Can nicotinamide adenine dinucleotide (NAD+) supplementation reduce fatigue associated with glucagon‑like peptide‑1 (GLP‑1) receptor agonist therapy?

NAD+ Supplementation for GLP-1 Receptor Agonist-Associated Fatigue

There is no evidence supporting NAD+ supplementation to reduce fatigue associated with GLP-1 receptor agonist therapy, and this approach should not be recommended based on current medical literature.

Evidence Gap and Clinical Reality

The question assumes a connection between two unrelated therapeutic areas:

• GLP-1 receptor agonists do not cause fatigue as a primary adverse effect. The most common side effects are gastrointestinal: nausea, vomiting, diarrhea, dyspepsia, and constipation, occurring in 15-20% of patients 1. These are dose-dependent and typically resolve with slow titration 1.

• NAD+ supplementation studies have focused on chronic fatigue syndrome, aging, and metabolic conditions—not medication-related fatigue 2, 3. No published research examines NAD+ for GLP-1 RA side effects.

What the Evidence Actually Shows

GLP-1 Receptor Agonist Side Effect Profile

The documented adverse effects include 1:

• Nausea and vomiting (most common)
• Diarrhea and constipation
• Gastrointestinal reflux
• Cardiac arrhythmia/tachycardia (heart rate increases 3-10 bpm) 4, 5
• Rare: pancreatitis, gallbladder disorders 1, 4

Fatigue is not listed among the common or significant adverse effects in major guidelines 1.

NAD+ Supplementation Evidence

NAD+ (specifically NADH) has been studied for:

• Chronic fatigue syndrome: One trial showed decreased anxiety and maximum heart rate after stress testing, but no improvement in overall fatigue intensity, functional performance, or quality of life 6.
• General populations: Safe and well-tolerated, with potential benefits for muscle insulin sensitivity and inflammatory markers, but evidence remains limited 2, 3.

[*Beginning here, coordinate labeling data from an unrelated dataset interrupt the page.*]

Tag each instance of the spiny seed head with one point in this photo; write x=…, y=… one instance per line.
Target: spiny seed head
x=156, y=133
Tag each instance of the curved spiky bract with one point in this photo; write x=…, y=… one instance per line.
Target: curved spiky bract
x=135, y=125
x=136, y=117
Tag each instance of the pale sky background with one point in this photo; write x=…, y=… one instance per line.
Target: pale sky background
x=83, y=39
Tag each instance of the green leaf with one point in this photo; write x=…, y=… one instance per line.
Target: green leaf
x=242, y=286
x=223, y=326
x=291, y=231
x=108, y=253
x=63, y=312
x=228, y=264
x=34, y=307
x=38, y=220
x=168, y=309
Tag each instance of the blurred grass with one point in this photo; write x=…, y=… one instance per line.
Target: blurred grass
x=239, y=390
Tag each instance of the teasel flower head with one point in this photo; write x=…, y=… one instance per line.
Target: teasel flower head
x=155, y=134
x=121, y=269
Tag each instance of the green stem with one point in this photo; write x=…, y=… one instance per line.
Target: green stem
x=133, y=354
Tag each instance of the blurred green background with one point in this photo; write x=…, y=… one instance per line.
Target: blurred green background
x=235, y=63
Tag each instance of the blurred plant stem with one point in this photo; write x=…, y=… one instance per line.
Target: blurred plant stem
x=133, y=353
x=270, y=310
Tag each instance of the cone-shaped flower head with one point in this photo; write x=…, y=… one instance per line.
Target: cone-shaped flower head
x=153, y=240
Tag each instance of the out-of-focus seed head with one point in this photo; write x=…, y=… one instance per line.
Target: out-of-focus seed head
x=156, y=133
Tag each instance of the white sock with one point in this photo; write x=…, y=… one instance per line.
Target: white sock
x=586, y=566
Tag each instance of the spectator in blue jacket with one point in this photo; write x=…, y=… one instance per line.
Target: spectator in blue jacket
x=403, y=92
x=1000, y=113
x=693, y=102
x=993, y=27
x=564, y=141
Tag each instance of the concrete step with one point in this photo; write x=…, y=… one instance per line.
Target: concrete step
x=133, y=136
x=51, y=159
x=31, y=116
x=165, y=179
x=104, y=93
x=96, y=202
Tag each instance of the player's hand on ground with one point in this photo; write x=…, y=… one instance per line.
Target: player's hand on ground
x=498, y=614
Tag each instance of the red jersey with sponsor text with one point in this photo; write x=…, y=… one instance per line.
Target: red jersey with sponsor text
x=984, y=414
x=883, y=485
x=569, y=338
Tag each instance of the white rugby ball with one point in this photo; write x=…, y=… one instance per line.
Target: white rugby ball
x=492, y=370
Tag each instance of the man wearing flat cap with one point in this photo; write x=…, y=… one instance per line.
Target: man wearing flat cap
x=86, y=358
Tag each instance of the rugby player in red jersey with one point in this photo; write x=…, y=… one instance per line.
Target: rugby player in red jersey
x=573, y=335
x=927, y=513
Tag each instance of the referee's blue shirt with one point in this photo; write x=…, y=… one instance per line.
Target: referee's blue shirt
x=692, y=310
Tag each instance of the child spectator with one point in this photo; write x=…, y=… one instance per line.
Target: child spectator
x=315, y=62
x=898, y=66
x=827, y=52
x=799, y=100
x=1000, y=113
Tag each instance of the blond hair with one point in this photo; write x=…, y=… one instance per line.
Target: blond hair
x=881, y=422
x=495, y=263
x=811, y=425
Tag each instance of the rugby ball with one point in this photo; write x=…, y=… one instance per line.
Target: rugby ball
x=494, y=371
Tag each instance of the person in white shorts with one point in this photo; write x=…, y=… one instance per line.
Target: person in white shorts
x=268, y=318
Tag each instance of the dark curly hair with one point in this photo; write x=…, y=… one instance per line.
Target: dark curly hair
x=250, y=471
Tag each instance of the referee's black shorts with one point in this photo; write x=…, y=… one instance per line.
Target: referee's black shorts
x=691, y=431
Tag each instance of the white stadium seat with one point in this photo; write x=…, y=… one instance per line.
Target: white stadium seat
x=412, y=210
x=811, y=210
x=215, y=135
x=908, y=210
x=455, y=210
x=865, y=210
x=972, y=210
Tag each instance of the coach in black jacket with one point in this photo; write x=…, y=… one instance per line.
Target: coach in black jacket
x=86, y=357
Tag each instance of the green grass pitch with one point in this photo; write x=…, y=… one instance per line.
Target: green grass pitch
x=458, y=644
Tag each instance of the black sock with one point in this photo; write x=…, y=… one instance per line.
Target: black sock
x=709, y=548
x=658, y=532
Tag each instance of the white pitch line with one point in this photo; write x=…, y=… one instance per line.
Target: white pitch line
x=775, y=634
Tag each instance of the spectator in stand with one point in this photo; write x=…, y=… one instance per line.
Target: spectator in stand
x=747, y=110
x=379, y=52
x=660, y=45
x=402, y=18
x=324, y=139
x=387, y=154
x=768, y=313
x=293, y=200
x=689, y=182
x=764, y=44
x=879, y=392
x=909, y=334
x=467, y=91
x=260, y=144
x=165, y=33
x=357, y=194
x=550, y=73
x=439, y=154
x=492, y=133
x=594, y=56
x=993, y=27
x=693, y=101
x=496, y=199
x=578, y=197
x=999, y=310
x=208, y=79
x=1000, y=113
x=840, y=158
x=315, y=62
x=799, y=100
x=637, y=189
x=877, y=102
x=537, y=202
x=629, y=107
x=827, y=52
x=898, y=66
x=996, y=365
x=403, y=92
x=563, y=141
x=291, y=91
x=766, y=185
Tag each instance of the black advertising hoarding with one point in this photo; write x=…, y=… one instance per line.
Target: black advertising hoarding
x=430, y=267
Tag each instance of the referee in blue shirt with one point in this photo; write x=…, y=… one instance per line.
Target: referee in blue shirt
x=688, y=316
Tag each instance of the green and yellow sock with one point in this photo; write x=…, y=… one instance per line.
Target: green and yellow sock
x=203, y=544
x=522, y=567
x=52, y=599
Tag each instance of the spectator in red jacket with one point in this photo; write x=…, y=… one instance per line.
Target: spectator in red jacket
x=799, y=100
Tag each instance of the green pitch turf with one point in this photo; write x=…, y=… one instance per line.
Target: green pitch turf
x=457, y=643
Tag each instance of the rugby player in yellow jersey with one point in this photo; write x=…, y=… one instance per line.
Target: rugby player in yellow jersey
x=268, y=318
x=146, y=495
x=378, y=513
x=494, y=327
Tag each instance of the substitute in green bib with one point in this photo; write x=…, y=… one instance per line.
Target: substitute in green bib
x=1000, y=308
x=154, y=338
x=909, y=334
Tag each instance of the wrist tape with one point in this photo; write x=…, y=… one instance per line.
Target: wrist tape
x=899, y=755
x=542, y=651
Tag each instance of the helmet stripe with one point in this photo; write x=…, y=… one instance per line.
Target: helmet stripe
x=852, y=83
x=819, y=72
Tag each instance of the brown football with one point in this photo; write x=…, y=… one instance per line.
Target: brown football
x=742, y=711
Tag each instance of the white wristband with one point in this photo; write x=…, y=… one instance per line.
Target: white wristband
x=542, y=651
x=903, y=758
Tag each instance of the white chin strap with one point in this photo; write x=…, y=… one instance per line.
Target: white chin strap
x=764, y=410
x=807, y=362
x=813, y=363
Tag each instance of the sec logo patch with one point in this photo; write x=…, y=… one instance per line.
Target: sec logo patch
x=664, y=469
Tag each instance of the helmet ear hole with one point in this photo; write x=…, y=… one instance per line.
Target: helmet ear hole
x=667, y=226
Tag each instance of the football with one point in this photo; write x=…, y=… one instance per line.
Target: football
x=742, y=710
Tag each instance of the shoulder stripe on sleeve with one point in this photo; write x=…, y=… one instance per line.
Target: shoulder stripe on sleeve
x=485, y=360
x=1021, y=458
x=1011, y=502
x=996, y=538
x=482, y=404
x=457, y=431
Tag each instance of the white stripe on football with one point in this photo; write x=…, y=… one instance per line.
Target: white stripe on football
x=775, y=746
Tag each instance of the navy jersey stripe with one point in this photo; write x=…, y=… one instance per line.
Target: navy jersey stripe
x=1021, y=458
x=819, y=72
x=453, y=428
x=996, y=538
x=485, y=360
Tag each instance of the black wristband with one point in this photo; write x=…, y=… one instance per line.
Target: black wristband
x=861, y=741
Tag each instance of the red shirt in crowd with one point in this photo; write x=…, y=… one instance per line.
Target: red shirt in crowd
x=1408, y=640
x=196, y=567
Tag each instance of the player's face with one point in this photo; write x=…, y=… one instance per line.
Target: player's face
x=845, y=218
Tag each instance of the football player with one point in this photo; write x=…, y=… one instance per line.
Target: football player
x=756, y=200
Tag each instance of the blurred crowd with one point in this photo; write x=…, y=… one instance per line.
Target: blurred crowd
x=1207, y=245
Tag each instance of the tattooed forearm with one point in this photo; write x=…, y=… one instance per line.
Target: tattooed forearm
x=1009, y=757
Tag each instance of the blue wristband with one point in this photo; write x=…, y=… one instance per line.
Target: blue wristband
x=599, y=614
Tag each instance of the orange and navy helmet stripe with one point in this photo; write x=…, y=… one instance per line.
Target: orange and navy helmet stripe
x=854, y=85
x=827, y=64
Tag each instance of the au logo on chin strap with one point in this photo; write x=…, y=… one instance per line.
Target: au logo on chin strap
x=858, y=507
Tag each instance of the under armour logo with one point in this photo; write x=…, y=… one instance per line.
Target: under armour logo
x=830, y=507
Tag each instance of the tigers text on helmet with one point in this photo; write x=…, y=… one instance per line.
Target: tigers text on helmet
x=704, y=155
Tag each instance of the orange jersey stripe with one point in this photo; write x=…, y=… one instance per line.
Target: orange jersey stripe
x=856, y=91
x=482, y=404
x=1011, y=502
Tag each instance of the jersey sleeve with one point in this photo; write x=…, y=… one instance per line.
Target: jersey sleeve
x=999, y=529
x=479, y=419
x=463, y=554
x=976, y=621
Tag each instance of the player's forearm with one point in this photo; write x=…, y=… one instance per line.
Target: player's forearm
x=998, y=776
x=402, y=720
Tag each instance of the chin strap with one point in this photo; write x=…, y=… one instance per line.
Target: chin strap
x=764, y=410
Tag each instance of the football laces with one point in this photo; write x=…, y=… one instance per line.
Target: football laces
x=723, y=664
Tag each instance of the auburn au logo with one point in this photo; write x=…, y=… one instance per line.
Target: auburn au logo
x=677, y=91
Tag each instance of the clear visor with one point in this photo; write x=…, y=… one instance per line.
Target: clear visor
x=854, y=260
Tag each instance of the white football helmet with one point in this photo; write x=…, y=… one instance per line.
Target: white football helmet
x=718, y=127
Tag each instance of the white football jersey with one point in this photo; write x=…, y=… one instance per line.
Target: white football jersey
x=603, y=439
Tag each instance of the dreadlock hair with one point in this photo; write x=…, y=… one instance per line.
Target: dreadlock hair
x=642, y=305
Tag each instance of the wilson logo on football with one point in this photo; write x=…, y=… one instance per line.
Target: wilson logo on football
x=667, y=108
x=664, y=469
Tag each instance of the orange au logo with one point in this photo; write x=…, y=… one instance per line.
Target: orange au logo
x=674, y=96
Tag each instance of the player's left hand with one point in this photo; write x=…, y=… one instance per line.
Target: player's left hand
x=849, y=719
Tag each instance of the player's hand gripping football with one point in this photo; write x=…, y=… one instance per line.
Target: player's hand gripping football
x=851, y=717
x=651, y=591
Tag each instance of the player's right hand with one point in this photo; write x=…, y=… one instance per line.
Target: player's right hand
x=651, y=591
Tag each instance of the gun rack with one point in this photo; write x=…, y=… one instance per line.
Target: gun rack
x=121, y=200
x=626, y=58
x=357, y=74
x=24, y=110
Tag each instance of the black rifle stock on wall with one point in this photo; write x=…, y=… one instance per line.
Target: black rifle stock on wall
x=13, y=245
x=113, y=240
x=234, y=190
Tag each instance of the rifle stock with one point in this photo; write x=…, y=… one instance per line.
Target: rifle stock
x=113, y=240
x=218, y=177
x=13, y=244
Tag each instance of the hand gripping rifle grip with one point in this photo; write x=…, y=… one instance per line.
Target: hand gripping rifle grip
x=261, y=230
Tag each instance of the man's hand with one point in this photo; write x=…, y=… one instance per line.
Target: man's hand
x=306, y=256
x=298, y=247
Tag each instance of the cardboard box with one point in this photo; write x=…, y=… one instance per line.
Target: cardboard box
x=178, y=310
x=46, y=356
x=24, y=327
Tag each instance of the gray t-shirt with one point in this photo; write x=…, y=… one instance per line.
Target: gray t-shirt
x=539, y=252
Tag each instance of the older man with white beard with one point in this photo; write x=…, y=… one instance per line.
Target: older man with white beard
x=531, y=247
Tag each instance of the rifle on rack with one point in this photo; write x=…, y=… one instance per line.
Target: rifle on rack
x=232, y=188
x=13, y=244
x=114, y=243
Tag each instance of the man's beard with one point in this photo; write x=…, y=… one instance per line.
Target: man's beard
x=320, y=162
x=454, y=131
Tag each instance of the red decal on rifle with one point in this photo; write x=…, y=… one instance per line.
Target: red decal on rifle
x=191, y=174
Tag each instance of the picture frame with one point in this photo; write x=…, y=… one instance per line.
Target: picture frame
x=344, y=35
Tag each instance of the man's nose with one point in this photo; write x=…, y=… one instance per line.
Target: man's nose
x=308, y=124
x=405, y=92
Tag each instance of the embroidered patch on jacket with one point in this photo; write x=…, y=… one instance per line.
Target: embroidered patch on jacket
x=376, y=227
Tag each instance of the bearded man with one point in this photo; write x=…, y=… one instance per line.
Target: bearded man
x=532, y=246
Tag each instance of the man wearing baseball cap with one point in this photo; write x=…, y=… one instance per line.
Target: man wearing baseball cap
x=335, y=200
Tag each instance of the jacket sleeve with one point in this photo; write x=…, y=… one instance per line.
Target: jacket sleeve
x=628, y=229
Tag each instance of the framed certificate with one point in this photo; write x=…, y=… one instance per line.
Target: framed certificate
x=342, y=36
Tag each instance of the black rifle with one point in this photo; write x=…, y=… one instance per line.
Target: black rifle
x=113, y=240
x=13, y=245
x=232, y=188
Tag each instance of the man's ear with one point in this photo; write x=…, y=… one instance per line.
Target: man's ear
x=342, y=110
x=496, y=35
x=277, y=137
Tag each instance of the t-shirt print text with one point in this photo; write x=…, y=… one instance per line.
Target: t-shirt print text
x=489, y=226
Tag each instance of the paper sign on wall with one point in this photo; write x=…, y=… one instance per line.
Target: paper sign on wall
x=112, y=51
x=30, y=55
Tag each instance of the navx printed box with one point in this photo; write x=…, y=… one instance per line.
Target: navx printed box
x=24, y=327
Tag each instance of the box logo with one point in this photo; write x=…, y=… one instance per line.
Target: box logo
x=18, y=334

Common side effects of NAD+ supplementation include muscle pain, nervous disorders, fatigue (ironically), sleep disturbance, and headaches 2—which could potentially worsen rather than improve patient symptoms.

Clinical Algorithm for Managing GLP-1 RA-Related Symptoms

If a patient reports fatigue while on GLP-1 RA therapy:

1. Investigate alternative causes first 7:

   • Hypoglycemia (though rare with GLP-1 RAs alone)
   • Dehydration from gastrointestinal side effects
   • Rapid weight loss
   • Underlying cardiovascular disease progression
   • Concurrent medications
   • Unrelated medical conditions

2. Optimize GLP-1 RA dosing 1:

   • Ensure slow titration from low starting doses
   • Consider reducing dose temporarily if symptoms are severe
   • Evaluate timing of administration

3. Manage gastrointestinal symptoms aggressively 1:

   • Reduce meal size
   • Limit alcohol and carbonated drinks
   • Avoid high-fat diet
   • These interventions may indirectly improve energy levels

4. Consider medication alternatives only if symptoms persist 1:

   • SGLT2 inhibitors (particularly in heart failure or CKD)
   • DPP-4 inhibitors
   • Other glucose-lowering agents based on comorbidities

Critical Pitfall

Do not attribute non-specific symptoms to GLP-1 RAs without proper evaluation. The comprehensive safety analysis of GLP-1 RAs across 175 health outcomes did not identify fatigue as a significant risk 7. Pursuing unproven supplements like NAD+ delays appropriate diagnosis and management of the actual underlying problem.